13th Governor General of New France
- In office 1755–1760
- Monarch: Louis XV
- Preceded by: Marquis Du Quesne
- Succeeded by: Jeffery Amherst as Governor of the Province of Quebec

10th French Governor of Louisiana
- In office 1743–1753
- Monarch: Louis XV
- Preceded by: Jean-Baptiste Le Moyne
- Succeeded by: Louis Billouart de Kerlérec

21st Governor of Trois-Rivières
- In office 1733–1742
- Monarch: Louis XV
- Preceded by: Josué Dubois Berthelot de Beaucours
- Succeeded by: Claude-Michel Bégon de la Cour

Personal details
- Born: Pierre de Rigaud de Vaudreuil de Cavagnial November 22, 1698 Quebec, New France, France
- Died: August 4, 1778 (aged 79) Paris, France
- Spouse: Jeanne Charlotte de Fleury Deschambault ​ ​(m. 1746; died 1763)​

Military service
- Allegiance: Kingdom of France
- Branch/service: French Navy
- Years of service: 1708–1761
- Rank: Captain
- Battles/wars: French and Indian War
- Awards: Order of Saint Louis Grand-Croix

= Pierre de Rigaud, marquis de Vaudreuil-Cavagnial =

French military officer and colonial administrator

Pierre de Rigaud de Vaudreuil de Cavagnial, marquis de Vaudreuil (/fr/; 22 November 1698 – 4 August 1778) was a French military officer and colonial administrator. Born in Quebec, he was governor of French Louisiana (1743–1753) and in 1755 became the last Governor-General of New France. In 1759 and 1760 the British conquered the colony in the Seven Years' War (known in the United States as the French and Indian War).

==Life and work==

Coat of Arms of Pierre de Rigaud, Marquis de Vaudreuil-Cavagnial

He was born to the Governor-General of New France, Philippe de Rigaud Vaudreuil and his wife, Louise-Élisabeth, the daughter of Pierre de Joybert de Soulanges et de Marson, in Quebec. He was the uncle of Louis-Philippe de Vaudreuil. Commissioned into the French Royal Army while still a youth, in 1730, he was awarded the Cross of St. Louis. In 1733 he was appointed governor of Trois-Rivières, and in 1742 of French Louisiana, serving there from to May 10, 1743, to February 9, 1753, and proving himself a skilled officer and capable administrator. While governor of Louisiana, he married Jeanne-Charlotte de Fleury Deschambault, a widow about 15 years his elder.

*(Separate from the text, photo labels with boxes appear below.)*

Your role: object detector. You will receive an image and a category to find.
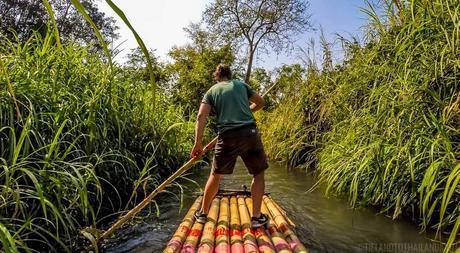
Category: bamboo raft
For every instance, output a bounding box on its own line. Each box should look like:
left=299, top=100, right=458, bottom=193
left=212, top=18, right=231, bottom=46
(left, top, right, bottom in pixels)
left=163, top=191, right=308, bottom=253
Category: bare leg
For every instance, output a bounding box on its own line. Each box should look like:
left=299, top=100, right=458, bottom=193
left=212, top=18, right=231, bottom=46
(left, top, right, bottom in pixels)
left=251, top=171, right=265, bottom=218
left=201, top=172, right=222, bottom=214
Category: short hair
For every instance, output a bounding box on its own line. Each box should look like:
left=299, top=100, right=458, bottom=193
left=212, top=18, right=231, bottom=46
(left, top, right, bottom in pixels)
left=214, top=63, right=232, bottom=80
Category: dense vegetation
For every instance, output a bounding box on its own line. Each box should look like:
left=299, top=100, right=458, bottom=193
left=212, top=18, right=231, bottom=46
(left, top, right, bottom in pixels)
left=0, top=34, right=193, bottom=252
left=261, top=0, right=460, bottom=251
left=0, top=0, right=460, bottom=252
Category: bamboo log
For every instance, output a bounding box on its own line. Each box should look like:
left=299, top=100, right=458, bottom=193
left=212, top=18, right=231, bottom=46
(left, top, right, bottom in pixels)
left=98, top=137, right=217, bottom=240
left=264, top=196, right=308, bottom=253
left=230, top=196, right=244, bottom=253
left=96, top=83, right=276, bottom=240
left=267, top=196, right=296, bottom=228
left=163, top=196, right=202, bottom=253
left=181, top=218, right=204, bottom=253
left=198, top=198, right=220, bottom=253
left=245, top=198, right=276, bottom=253
left=238, top=196, right=259, bottom=253
left=261, top=201, right=292, bottom=253
left=216, top=197, right=230, bottom=253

He moved to France in 1753 before being appointed by King Louis XV as governor of New France in 1755. Although Vaudreuil held supreme civil authority in Canada and was technically commander-in-chief of all French forces there, he clashed often with Montcalm, the military commander in the field, who resented his oversight role. The two men grew to detest one another, much to the detriment of the French war effort. After Montcalm was defeated by British forces under Major-general James Wolfe at Quebec City in the Battle of the Plains of Abraham, Vaudreuil tried to rally resistance to the invaders but to no avail. He was forced to surrender Montreal on 8 September 1760 to Major-general Jeffrey Amherst.

One of several scapegoats for France's losses in the New World, Vaudreuil was imprisoned in the Bastille on March 30, 1762, but was released on May 18. He was joined by Bigot, Cadet, Pean, Breard, Varin, Le Mercier, Penisseault, Maurin, Copron, and others. Of the 21 men brought to trial, 10 were condemned, six were acquitted, three received an admonition and two were dismissed for want of evidence. Absent were 34, of whom seven were sentenced in default, and judgement was reserved in the case of the rest. Exonerated in a military tribunal held in December 1763, he was awarded a pension and military decoration. After selling his Canadian seigneuries at Vaudreuil and Rigaud to his cousin, Michel Chartier de Lotbinière, Marquis de Lotbinière, he retired to his ancestral estate near Rouen, although the episode ruined his fortunes. He died in Paris on 4 August 1778.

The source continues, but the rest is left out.